Luang Prabang is landlocked. No salt scented breezes here. No daiquiri bars.
It does sit on a bend of the lazy brown Mekong, and somehow uses this fact to marshal a laid back vibe. It is surrounded by impractically steep sided mountains. Their near vertical slopes cloaked in a heavy matt of biomass so green as to be almost black. These karst formations are more like Seuss drawings dollapped onto a page by a cartoonist than real geology. And the misty mornings common here cut them off at their base and leaving them floating in the hazy early morning sun.
Luang Prabang was an outpost of French Indochina, and French Colonial architecture is dotted about. Black mold running down decaying stucco walls, verandas, galleries, colonnade. It’s decadent the way a good period piece is. Made more so by the numerous French expats making a home here, sipping espresso and chain smoking under lazy paddle fans.
This neuvo colonial tableau is shot through with lines of orange robed monks, gilded temples, and wet markets selling buckets of writhing eels. It is likely this is the exotic Asia that most tourists are hoping to find as they settle into their trans-continental flights.

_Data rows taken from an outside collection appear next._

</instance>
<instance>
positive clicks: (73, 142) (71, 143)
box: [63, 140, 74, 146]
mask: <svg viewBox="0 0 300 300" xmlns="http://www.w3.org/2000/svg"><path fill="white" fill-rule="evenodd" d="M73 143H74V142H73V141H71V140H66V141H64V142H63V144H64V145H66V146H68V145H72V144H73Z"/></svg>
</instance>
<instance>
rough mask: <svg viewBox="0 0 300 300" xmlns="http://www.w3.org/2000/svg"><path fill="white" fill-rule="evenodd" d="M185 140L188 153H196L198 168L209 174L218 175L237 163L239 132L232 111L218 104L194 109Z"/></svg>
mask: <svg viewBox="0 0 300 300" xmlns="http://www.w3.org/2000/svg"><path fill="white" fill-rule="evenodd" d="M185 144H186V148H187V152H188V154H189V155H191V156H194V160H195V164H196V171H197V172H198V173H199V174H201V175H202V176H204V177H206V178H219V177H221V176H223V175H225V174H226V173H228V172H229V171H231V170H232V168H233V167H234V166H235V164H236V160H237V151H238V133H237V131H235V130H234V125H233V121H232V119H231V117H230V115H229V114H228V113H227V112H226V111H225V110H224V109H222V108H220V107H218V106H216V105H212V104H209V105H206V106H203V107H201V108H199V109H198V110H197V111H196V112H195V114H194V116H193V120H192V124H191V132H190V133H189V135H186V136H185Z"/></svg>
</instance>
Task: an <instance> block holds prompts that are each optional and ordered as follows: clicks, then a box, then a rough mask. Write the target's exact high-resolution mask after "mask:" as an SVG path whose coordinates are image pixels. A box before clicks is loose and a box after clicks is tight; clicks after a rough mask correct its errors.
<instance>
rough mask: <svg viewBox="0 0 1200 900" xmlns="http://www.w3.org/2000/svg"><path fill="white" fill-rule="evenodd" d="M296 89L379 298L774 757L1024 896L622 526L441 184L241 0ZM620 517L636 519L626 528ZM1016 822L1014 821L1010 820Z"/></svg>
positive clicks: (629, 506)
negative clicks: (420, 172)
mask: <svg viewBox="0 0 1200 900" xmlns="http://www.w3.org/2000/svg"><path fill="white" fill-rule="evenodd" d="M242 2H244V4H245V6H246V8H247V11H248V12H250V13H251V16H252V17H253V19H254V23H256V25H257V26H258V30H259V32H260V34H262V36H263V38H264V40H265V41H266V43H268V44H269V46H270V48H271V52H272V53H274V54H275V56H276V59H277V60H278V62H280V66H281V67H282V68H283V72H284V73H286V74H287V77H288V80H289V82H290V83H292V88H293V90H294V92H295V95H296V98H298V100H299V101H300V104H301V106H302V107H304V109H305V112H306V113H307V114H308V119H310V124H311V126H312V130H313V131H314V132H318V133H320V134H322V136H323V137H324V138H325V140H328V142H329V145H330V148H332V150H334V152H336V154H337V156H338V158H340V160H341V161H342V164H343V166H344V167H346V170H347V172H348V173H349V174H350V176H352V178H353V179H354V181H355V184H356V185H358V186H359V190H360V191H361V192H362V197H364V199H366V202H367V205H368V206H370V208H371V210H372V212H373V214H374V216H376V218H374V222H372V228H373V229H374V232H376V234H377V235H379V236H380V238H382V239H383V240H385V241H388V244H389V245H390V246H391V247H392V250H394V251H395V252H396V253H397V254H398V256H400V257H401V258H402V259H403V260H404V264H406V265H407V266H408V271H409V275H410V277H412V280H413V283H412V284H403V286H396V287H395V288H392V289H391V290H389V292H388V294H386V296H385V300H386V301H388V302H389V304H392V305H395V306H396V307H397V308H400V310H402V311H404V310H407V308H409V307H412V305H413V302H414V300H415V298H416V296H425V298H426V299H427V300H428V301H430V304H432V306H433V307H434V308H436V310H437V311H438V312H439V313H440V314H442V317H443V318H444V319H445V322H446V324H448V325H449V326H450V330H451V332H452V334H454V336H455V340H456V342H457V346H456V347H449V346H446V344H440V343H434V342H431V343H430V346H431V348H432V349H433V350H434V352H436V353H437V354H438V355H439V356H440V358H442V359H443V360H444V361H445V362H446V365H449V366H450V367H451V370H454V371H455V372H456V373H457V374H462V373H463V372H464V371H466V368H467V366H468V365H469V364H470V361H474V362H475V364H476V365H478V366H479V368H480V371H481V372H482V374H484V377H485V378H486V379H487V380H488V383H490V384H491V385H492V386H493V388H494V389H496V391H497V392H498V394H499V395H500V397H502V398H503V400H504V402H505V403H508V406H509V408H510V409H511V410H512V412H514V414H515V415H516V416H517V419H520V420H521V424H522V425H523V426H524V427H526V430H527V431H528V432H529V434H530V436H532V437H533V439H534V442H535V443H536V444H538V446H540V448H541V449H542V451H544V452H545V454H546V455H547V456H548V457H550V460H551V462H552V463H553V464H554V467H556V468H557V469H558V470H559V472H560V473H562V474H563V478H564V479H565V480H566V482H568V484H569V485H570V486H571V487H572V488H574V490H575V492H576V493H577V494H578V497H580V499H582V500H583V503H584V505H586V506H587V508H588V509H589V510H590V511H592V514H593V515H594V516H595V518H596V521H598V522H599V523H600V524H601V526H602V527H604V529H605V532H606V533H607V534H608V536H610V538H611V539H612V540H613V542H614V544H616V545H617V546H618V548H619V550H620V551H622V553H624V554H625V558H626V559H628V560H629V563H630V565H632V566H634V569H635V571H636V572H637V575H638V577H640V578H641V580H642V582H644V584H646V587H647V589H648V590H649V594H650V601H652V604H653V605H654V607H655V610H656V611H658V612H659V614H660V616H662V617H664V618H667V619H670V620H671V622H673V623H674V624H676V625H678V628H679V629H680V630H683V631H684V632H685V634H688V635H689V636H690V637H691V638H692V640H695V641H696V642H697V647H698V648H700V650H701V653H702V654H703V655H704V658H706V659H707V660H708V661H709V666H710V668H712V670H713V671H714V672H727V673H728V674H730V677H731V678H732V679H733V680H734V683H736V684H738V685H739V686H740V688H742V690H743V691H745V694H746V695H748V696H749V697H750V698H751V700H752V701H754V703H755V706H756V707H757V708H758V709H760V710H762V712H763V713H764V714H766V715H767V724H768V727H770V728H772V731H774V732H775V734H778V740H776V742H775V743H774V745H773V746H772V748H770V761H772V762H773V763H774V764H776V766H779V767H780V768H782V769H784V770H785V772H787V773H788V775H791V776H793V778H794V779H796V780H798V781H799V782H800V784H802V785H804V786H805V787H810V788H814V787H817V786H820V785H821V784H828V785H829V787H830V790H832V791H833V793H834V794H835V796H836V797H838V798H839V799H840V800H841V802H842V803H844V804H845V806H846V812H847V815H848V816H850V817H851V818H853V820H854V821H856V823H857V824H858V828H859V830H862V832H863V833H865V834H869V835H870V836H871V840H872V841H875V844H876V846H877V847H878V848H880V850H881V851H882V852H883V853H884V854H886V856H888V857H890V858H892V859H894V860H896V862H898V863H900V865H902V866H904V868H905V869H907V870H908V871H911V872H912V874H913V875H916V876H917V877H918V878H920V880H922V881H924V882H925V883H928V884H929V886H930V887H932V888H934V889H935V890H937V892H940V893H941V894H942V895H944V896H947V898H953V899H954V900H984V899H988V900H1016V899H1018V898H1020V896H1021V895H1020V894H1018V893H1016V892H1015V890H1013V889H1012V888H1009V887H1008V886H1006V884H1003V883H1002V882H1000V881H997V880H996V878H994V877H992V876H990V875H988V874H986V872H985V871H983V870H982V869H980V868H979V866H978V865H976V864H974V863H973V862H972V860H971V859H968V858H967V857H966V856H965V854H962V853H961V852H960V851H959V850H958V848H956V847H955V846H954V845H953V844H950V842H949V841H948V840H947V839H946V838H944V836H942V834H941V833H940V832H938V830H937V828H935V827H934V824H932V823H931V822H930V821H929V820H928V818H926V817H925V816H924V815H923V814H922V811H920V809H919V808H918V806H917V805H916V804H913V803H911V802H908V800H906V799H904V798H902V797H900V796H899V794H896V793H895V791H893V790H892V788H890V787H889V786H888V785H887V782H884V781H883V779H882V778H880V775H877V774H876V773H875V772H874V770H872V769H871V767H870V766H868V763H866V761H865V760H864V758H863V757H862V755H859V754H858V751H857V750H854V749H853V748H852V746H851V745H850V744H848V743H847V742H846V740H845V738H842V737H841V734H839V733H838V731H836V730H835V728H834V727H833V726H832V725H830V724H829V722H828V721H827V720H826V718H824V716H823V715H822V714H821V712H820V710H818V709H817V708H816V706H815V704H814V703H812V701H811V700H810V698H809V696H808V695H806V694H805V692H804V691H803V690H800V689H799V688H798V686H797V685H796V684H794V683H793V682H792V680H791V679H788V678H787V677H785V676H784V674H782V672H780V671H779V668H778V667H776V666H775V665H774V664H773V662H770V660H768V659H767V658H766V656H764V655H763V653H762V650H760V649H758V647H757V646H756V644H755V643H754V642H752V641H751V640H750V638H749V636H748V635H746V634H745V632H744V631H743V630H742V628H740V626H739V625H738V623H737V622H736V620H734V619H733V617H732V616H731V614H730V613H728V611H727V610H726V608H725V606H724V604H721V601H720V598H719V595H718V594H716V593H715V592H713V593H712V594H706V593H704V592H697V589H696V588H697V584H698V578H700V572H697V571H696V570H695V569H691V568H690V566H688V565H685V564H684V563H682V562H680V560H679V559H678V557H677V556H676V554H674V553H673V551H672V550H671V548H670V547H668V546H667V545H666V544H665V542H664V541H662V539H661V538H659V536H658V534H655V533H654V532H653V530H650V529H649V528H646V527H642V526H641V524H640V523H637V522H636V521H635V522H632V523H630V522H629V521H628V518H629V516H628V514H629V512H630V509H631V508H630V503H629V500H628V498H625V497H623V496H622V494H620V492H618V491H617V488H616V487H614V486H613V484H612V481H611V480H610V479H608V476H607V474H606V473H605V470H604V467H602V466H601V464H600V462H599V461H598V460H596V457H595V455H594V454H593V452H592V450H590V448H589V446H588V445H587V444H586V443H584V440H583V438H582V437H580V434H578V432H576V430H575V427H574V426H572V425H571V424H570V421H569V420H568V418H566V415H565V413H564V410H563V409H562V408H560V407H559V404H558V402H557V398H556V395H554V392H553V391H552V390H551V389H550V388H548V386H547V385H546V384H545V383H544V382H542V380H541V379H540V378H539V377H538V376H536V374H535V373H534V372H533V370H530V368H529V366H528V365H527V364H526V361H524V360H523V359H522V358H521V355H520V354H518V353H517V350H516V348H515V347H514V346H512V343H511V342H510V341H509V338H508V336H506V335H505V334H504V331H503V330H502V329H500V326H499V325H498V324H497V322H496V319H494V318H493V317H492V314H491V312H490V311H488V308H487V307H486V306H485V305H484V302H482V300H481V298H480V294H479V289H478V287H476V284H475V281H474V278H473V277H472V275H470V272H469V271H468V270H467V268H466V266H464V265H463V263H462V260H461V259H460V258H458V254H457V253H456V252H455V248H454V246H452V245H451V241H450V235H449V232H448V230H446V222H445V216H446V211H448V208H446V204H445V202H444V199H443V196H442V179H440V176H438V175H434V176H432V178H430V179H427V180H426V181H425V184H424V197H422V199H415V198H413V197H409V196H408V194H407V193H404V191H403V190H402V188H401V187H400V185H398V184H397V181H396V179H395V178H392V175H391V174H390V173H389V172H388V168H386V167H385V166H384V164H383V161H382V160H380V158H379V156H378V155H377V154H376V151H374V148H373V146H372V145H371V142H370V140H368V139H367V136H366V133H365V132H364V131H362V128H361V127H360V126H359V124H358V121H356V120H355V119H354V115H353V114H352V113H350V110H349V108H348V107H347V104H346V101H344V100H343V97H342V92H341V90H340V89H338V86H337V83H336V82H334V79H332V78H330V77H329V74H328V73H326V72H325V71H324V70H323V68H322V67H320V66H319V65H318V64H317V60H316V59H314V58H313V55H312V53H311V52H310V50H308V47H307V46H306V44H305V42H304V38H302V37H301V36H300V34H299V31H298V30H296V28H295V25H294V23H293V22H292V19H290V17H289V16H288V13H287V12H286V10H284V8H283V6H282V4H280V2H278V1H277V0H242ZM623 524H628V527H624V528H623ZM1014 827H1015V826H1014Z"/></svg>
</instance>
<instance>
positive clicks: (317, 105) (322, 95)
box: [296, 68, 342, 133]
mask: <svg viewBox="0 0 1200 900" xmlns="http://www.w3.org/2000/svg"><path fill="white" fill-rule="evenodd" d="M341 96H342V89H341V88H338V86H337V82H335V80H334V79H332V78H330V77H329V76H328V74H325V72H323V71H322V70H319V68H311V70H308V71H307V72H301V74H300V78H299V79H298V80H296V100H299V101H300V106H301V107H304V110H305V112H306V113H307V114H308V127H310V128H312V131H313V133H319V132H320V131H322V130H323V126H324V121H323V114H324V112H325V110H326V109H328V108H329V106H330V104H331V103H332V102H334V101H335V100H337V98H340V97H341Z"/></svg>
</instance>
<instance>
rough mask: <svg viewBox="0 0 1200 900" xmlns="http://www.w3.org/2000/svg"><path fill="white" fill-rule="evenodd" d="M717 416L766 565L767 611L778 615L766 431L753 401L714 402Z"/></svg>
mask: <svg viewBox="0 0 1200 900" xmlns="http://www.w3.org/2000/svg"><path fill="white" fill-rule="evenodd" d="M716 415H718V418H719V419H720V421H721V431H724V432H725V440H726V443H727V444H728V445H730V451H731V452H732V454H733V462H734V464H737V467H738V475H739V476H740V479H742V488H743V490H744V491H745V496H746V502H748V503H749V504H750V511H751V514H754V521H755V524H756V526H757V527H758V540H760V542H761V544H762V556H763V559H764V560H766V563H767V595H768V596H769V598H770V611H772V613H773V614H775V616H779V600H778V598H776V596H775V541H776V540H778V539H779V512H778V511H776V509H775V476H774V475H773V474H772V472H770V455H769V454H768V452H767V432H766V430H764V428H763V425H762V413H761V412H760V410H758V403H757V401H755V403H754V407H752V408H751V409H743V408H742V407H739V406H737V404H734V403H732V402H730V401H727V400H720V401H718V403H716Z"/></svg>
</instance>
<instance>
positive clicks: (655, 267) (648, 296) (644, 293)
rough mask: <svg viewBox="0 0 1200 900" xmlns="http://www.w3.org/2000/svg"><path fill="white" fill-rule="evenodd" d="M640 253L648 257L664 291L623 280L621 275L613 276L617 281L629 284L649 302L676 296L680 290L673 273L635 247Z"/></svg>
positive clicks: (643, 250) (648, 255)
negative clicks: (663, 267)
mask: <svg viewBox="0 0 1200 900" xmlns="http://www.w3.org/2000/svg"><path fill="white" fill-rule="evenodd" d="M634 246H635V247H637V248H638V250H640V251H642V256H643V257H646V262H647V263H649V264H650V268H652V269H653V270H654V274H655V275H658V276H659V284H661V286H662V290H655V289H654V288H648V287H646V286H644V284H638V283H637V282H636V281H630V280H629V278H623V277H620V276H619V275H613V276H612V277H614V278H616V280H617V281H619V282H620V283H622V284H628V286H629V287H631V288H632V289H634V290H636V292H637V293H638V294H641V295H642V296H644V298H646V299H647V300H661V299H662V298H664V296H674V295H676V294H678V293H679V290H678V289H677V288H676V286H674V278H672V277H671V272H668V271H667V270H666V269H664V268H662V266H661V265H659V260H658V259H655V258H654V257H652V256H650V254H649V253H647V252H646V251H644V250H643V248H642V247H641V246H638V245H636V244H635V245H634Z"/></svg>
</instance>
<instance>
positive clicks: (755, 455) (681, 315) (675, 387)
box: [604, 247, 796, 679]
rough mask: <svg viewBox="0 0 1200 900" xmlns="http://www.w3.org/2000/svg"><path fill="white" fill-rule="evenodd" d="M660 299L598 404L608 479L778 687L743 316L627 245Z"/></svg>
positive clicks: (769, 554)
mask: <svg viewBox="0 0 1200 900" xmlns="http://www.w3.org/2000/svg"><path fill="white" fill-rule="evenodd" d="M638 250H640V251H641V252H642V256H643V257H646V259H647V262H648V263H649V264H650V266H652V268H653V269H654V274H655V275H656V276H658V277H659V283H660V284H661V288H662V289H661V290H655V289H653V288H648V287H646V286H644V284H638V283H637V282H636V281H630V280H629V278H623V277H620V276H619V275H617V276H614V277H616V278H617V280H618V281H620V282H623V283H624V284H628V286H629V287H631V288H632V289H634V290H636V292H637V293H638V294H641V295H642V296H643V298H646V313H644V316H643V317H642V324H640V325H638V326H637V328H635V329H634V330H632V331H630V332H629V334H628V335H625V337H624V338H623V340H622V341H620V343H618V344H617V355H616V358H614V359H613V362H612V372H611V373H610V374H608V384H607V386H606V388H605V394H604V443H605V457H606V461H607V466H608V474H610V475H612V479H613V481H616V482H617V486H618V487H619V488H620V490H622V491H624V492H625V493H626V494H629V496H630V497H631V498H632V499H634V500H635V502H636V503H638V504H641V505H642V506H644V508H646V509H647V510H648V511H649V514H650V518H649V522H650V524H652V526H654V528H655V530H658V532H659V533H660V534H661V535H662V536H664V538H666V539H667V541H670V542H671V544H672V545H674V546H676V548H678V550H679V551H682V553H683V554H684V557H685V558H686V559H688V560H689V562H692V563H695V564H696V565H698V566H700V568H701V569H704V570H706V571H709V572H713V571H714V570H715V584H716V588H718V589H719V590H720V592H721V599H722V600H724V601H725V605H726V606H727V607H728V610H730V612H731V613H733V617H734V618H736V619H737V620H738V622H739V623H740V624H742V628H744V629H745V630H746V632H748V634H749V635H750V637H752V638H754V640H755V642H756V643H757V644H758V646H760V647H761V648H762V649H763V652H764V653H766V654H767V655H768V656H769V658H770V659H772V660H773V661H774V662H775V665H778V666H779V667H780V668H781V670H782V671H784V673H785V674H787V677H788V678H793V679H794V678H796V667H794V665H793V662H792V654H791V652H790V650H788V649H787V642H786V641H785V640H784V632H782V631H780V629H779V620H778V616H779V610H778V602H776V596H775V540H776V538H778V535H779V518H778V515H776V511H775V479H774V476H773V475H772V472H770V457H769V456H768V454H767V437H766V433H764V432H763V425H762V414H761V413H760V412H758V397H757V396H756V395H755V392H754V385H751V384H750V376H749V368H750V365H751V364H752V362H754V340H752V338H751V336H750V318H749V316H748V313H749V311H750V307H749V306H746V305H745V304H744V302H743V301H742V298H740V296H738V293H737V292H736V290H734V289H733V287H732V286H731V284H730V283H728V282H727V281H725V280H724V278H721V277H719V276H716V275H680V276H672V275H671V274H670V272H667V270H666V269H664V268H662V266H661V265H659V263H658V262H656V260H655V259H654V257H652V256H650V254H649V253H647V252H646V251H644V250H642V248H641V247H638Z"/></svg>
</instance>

For us Luang Prabang is all of those things but more. It is a community of grass-roots activists, entrepreneurs with an eye toward sustainability, outreach programs and green initiatives. Jen and the kids were able to plug into this scene by volunteering at projects like Big Brother Mouse (an English language tutoring center) and its primary school Sister Mouse. They visited the only buffalo dairy farm in the whole country, where a couple is teaching villagers how to make mozzarella. Jen gave yoga classes and talked about women’s health to weavers at a handicrafts project. There were projects as large as the Elephant Conservation Center and ones as small as discouraging single use plastic straws in favor of bamboo straws.
The atmosphere and setting in Luang Prabang drew us in, but it is the community that we fell in love with. The community of hopeful individuals making an effort to create a better place to live.